Amy: The work is heartbased. It flows effortlessly from a place of love. I don’t really consider this “easy” but I do feel that it is joyful.
On different trajectories and timelines, you’ve both moved from L.A. down to New Mexico. The stunning topography and palettes of the desert seem integral to the Orenda Tribe perspective. How important is sense of place to your work?
Lily: Deciding to move to New Mexico has been very much this experience of creating space to grow, connecting with the earth, and learning more about my heritage and traditions. That has definitely influenced my work and focus in a way that’s very important to me.
Amy: It was deeply important for me to come home to the land of my ancestors, to reconnect and learn ancestral wisdom and the Diné lifeways. Being authentic has allowed me to focus.

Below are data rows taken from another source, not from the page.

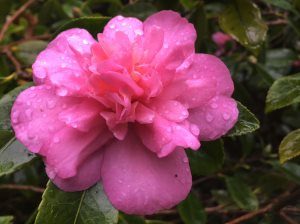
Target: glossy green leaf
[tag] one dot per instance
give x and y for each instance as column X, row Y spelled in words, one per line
column 6, row 103
column 5, row 136
column 284, row 4
column 247, row 122
column 292, row 171
column 27, row 51
column 284, row 92
column 208, row 159
column 279, row 61
column 128, row 219
column 86, row 207
column 290, row 146
column 141, row 10
column 241, row 194
column 13, row 156
column 93, row 24
column 6, row 219
column 191, row 210
column 242, row 20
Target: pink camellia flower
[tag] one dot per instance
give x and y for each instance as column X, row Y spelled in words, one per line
column 121, row 109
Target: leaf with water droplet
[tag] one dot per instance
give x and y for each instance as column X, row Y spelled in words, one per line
column 208, row 159
column 242, row 20
column 285, row 91
column 6, row 219
column 14, row 156
column 6, row 103
column 191, row 210
column 247, row 122
column 241, row 193
column 290, row 146
column 85, row 207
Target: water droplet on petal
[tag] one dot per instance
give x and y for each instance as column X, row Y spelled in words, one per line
column 226, row 116
column 51, row 104
column 214, row 105
column 62, row 92
column 209, row 117
column 194, row 129
column 56, row 139
column 28, row 113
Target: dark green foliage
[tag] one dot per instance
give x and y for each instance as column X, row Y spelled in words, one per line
column 256, row 164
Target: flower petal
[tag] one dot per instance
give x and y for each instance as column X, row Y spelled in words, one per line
column 164, row 136
column 89, row 173
column 38, row 121
column 215, row 118
column 179, row 40
column 205, row 77
column 65, row 61
column 132, row 27
column 137, row 182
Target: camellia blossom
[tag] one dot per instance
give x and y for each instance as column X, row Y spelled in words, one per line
column 121, row 109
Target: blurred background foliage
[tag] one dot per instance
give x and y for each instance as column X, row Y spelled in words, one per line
column 250, row 176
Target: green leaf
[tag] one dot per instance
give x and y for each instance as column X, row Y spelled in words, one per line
column 292, row 171
column 290, row 146
column 279, row 61
column 5, row 136
column 284, row 92
column 247, row 122
column 191, row 210
column 6, row 103
column 241, row 194
column 27, row 51
column 208, row 159
column 93, row 24
column 86, row 207
column 6, row 219
column 14, row 156
column 141, row 10
column 284, row 4
column 128, row 219
column 242, row 20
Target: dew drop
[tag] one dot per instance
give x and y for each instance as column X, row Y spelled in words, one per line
column 32, row 95
column 51, row 104
column 56, row 139
column 62, row 92
column 214, row 106
column 138, row 32
column 226, row 116
column 28, row 113
column 209, row 117
column 194, row 129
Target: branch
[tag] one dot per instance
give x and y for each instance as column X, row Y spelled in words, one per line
column 11, row 19
column 22, row 187
column 274, row 203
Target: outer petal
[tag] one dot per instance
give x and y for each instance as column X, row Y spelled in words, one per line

How has this commitment to authenticity informed how and why you design the way you do?
Lily: It allows me to create things that bring me joy and not let the pressure of what others think affect my decisions as much.
Amy: It has eliminated noise. BE STILL and the EARTH will SPEAK TO YOU. This is everything. And it allows for our daily process: processing our emotions through color.
In terms of business-work and life-work, it is so marvelous (and rare) for mothers and daughters to be working together. How do you see the threads of matriarchy, femininity, and community in play through your work?
Amy: My work as a solutionary (a.k.a. a revolutionary problem solver/inventive activist) is completely focused on community. In response to the pandemic, we founded the Dził Asdzáán (Mountain Woman) Command Center, a collective of Diné matriarchs to spearhead grassroots efforts to bring aid. As women we are protectors. And women…well, we get sh*t done. We also are working with the Amá Dóó Áłchíní Bíghan (translation: Mother and Child, ADABI for short) domestic abuse shelter in Chinle, NM, which has seen both cuts to funding and an increase in need due to the pandemic. The women working at these shelters are our front line, ensuring that our Diné communities are safe and cared for. Our hope is to assure these matriarchs can continue their vital services to our communities…To share this journey with my own daughter has been truly amazing.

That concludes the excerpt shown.